4 bis/ L’avis avant notification officielle par la Commission Européenne, dossier EUP Pilot 2017 n° 9133 pour infraction à 6 directives, nous est par venu par mail le 03/05/2021 :

 Attente de plus de quatre ans, aucune infraction n’est retenue à 6 Directives qui avaient été motivés en son temps par la Commission et son représentant Mr. Kremlis.

Ainsi va la politique en dehors de la réalité !

5.La reprise par continuation d’activité par UMSI Guinée associé du consortium SMB Winning (cf jugement du 07/01/2021) est-elle conçue pour plus de 24 mois ? Notre analyse après s’être procuré les documents en consultation et déposés au Tribunal soulève de nombreuses questions.

6.Le consortium avec comme partenaire UMSI (logisticien en Guinée, l’alumine n’est pas le métier).

  • Chine : Shandong Weiquiao leader mondial alu soit 22,50 %
  • Singapour : Winning Shipping armateur, 40,50 %
  • Seychelles, Iles Vierges britanniques (13 territoires interdits d’investissements directs en France
  •  UMSI, 27 %.
  • L’Etat Guinéen pour 10 %
    • Président Fadi Wazni de nationalité française suivant passeport délivré par l’ambassade de France à Conakry (Guinée).

7. L’usine de Gardanne lègue aux générations futures une nappe de « boues rouges » évaluée à au moins 40 millions de tonnes qui asphyxie les fonds marins en s’étalant sur une longueur supérieure à 80 Km soit 2500 km2. La décharge de Mangegarri 30 ha avec percolation vers la nappe phréatique.

            Le coût de démantèlement et dépollution estimé en son temps par A. Montebourg est de 200 millions d’euros comme ministre du redressement productif en 2014.

Une parole qui ne pèse pas ?

La garantie environnementale délivré par Rio Tinto Alcan en 2012 a été reconduite pour UMSI. Les termes, conditions, modalités sont totalement inconnus et protégés en secret défense malgré nos demandes.

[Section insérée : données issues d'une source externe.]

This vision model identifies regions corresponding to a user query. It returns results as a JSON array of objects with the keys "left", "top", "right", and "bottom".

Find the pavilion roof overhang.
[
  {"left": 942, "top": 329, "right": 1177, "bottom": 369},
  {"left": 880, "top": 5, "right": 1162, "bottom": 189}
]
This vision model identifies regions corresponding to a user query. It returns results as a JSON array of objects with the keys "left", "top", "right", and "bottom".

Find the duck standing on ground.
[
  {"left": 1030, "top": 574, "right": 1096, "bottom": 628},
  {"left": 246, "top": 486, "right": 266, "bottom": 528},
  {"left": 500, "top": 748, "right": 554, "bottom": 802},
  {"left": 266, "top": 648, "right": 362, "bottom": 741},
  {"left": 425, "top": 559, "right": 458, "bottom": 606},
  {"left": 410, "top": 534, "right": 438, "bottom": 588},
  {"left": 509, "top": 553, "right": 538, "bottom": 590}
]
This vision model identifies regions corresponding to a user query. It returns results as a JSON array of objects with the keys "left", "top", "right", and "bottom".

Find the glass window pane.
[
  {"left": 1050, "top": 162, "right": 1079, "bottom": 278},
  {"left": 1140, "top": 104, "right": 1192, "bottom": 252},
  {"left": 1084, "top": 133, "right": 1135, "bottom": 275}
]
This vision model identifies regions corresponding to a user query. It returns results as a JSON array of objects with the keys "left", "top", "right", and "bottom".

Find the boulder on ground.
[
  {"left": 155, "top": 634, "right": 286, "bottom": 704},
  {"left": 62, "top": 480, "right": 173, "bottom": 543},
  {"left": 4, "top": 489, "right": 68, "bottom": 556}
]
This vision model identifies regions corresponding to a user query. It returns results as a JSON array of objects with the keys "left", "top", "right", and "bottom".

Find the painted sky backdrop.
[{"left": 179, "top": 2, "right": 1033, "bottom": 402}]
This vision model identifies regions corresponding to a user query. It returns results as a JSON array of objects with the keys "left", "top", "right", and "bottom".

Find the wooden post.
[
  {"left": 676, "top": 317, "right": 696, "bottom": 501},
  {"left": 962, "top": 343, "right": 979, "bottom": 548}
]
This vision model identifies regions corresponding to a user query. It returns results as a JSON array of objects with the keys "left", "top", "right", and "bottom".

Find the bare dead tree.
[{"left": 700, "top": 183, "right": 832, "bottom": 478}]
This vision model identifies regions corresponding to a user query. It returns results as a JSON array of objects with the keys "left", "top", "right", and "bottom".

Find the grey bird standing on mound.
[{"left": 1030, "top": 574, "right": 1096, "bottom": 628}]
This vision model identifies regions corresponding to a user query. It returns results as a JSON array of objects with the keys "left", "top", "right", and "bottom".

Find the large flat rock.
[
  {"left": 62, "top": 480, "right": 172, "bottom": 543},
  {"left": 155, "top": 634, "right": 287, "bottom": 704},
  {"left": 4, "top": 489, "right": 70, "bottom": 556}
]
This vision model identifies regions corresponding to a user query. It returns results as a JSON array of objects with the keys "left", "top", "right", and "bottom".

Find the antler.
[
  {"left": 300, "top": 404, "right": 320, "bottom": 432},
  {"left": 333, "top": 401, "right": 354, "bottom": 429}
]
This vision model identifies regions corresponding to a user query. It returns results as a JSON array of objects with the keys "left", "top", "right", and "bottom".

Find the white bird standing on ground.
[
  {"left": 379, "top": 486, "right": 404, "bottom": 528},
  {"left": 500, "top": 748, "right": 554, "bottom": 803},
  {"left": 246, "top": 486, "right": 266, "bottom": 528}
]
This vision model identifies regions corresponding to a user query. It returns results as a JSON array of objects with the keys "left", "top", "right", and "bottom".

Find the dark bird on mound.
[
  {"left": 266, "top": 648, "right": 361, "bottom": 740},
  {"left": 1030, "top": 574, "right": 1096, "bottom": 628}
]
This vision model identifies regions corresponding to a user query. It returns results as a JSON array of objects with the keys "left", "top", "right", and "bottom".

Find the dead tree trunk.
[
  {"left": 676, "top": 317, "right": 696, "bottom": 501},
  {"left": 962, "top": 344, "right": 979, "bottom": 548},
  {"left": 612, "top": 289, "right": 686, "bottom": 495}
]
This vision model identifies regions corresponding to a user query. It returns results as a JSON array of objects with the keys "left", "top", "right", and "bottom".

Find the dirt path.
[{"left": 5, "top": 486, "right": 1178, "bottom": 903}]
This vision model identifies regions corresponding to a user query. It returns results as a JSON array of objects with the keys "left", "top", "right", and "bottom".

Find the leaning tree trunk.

8.Rappel des interventions :

  • 12/04/2021, autorités judiciaires, créance environnementale.
  • 31/03/2021, Ministre B. Lemaire, investissement étranger en France.
  • 15/03/2021, Présidence de la République, suite courrier du 02/12/2020 à la signature de Brice Blondel.
  • 17/03/2021, CADA, demande de copie de garantie environnementale.
  • 30/12/2020, CADA, demande de dossier complet station biologique VEOLIA.
  • 24/03/2021, PNF, point de la situation, achats minerais de bauxite
  • 01/02/2017, Commission Européenne, vérification de l’infraction à six directives.

EUP Pilot 2017 n° 9133 le courrier reçu du 04/05/2021 envisage un classement.

En conclusion : un dossier qui va réserver des surprises dans l’intervalle de deux ans et depuis Janvier 2021.

Michel Mazzoleni.

Membre de la Commission de Suivi du Site Alteo.